Diyanet İşleri (eski)

(200-201) Onu günahkârların kalplerine böyle soktuk. Onun için, acıklı azabı görünceye kadar ona iman etmezler.

Diyanet Vakfi

İşte biz onu suçluların kalplerine böylece (yabancı bir dil gibi) sokarız.

Edip Yüksel

Biz onu mücrimlerin kalblerine öyle sokmuşuzdur.

Elmalılı Hamdi Yazır

Biz onu suçluların kalbine öyle sokmuşuzdur.

Elmalılı (sadeleştirilmiş)

(200-201) Böylece onu günahkarların kalplerine soktuk. (Okuyup anladılar, ama yine de) acıklı azabı görünceye kadar ona iman etmezler.
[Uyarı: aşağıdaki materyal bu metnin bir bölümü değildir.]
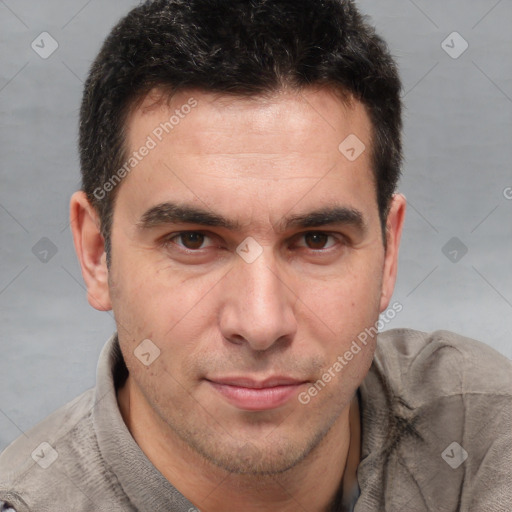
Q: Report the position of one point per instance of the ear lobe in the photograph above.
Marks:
(394, 226)
(90, 249)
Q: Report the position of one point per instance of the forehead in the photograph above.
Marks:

Elmalılı (sadeleştirilmiş - 2)

Böylece inanmamayı ağır suçluların kalplerine aşıladık.

Seyyid Kutub

Biz onu, suçlu günahkarların kalbine işte böyle işlettik.

Gültekin Onan

Biz (küfrü) o günahkârların kalbine Öyle bir sokduk ki,

Hasan Basri Çantay

İşte onu (o küfrü) günahkârların kalblerine (yalanlamalarındaki inadları sebebiyle) böyle sokmuşuzdur.

Hayrat Neşriyat

İşte böylece onu suçluların kalbine sokarız.

İbni Kesir

Biz bu (mesajı)n o günahkarların kalplerinden (bir yankı bulmadan) geçip gitmesine yol açtık:

Muhammed Esed

İşte öylece onu (küfrü) günahkârların kalplerine sokmuşuzdur.

Ömer Nasuhi Bilmen

İşte böylece onu o günahkârların kalplerine soktuk.

Ömer Öngüt

İşte böylece onu suçluların kalbine sokarız da..

Şaban Piriş

(200-201) İşte aynen bunun gibi, Biz o yalanlamayı suçlu kâfirlerin kalplerine öyle bir soktuk ki, o can yakıcı azaba girmedikçe ona iman etmezler.

Suat Yıldırım

Biz onu, suçluların kalblerine öyle soktuk.

Süleyman Ateş

Biz onu, suçlu günahkârların kalbine işte böyle geçirip yürüttük.

Tefhim-ul Kuran

Mücrimlerin kalplerinde inkârı Biz böyle yerleştirmişizdir.

Ümit Şimşek

Biz onu suçluların kalplerine işte böyle yolladık.

Yaşar Nuri Öztürk

Biz küfrü onların kalbine öylesine soktuk, veya biz Kur'ân'ı onların kalplerine öyle soktuk, yani kendi dilleriyle indirdik, manasını çok iyi anladılar.

Abdullah Parlıyan

(200-201) Onu, günahkârların kalplerine böyle soktuk. Bu yüzden, acıklı azabı görünceye kadar ona iman etmezler.

Bayraktar Bayraklı

(200-201) Biz onu (kendi dilleriyle anlatarak Kur'an'ın), o günahkârların kalplerine girmesini sağladık. Ama onlar yine de, o can yakıcı azabı görünceye kadar ona iman etmezler.

Cemal Külünkoğlu

Biz böylece onu, suçlu günahkârların kalplerine soktuk (da okuyup anlamış oldular).

Kadri Çelik

Kur’ân’ı hayatları günah hasadından ibaret o inkârcı suçluların kalblerinden (inkâr ve günahta ısrarları sebebiyle) işte böyle, kalıcı bir tesir bırakmadan geçirip gidiyoruz:

Ali Ünal

Onu günahkârların kalplerine böyle soktuk.

Harun Yıldırım

İşte Biz vahyin, günaha batmışların kalplerinde (etki etmeden) geçip gitmesini böyle sağlamışızdır.

Mustafa İslamoğlu

Işte, suçluların kalpleri böyledir!

Sadık Türkmen

Biz o kitabı günahkârların kalbinden geçirdik.

İlyas Yorulmaz

Biz O’nu, mücrimlerin kalplerine işte böyle soktuk (işledik).